The team hopes that the Pain Dictionary can become a practical tool for women to start new conversations both within medical settings and amongst friends and communities. Cerf explains: “We really want it to be a practical tool and for it to be used by GP’s surgeries.”

Notably the virtual Pain Museum, at a time in which museums and galleries remain closed as a result of the coronavirus pandemic, provides a space to consider this unacknowledged pain. “The interesting point about this existing as an online space is that you can be both very public and very private,” Cerf adds.

“The pandemic has exaggerated what was already there,” says Lossgott, noting that the pandemic can make individual experiences and agendas feel unseen. “The strategy behind the work is 100% the same as it was prior to the pandemic, but the pandemic has made some of these challenges and experiences resonate more,” she adds.

In light of the disproportionate impact of the coronavirus crisis on women, Cerf adds that it is important to keep momentum. “It’s important to keep pushing, we need to keep living and keep moving,” she says.

Beyond performative purpose 

The #painstories campaign continues the purpose-driven path forged by #Bloodnormal and #Wombstories, campaigns which have become synonymous with best-in-class examples of effective genre-defying, purpose-driven marketing campaigns.

At the same time a clutch of marketing commentators have continued to question and challenge the importance and relevance of purpose for the industry at large. Despite these debates there is no question that purpose continues to drive up the marketing agenda.

Yet brands need to be looking to generate more than just headlines or one-off marketing campaigns if they are serious about embracing purpose. There are brands that will say they will do purpose because they know it is successful, but the question is do they 100% live it in their values?” explains Lossgott.

“There is always more to do,” she continues, adding: “We are exceptionally lucky with our partner Essity because they 100% believe in creativity and authenticity to drive change and to drive the business. It’s good for the world and it's also good for business.”
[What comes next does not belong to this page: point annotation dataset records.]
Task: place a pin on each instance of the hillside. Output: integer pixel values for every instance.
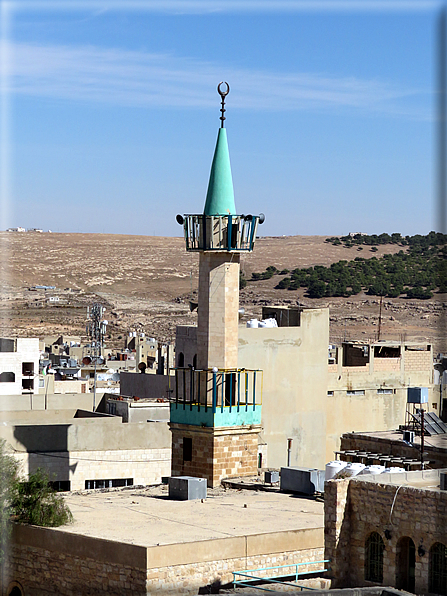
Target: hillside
(146, 283)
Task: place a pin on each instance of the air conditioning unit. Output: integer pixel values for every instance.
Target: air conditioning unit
(409, 436)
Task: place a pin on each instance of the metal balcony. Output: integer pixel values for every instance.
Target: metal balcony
(234, 233)
(228, 397)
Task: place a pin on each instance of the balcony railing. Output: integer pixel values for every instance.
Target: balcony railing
(224, 398)
(220, 232)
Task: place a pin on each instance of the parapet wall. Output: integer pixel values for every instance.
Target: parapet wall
(48, 561)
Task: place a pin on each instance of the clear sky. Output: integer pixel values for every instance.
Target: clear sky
(111, 113)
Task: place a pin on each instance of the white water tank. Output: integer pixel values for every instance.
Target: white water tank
(374, 469)
(353, 469)
(270, 322)
(393, 470)
(333, 468)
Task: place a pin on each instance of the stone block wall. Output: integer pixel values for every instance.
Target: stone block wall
(355, 508)
(186, 579)
(217, 453)
(45, 561)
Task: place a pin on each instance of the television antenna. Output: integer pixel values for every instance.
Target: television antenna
(96, 329)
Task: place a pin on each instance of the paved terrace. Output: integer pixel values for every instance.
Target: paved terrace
(147, 517)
This commitment to creativity demands that the team isn’t complacent in its approach to breaking stereotypes. It’s an approach underlined in its unflinching portrayal of pain, a subject that many brands would simply be too afraid to tackle.

“You don’t want to become the cliche of a cliche,” explains Lossgott. “The use of a real person in an advert is not ground-breaking. So, you have to push forward. There is even a term for it now, ‘femvertising’. We were very clear that we didn’t want to become a copy of ourselves.”

It’s an approach which keeps the brand well clear of cliches and that very blackest of creative holes, becoming a parody of themselves. “Our starting point is what can be ground-breaking,” explains Lossgott. “That’s where Essity wants to be; to break the taboo, to push the boundaries and open the door to others.”

Or in the case of #painstories, to give voice to experiences of pain that for decades have remained unseen, misunderstood and desperately underacknowledged.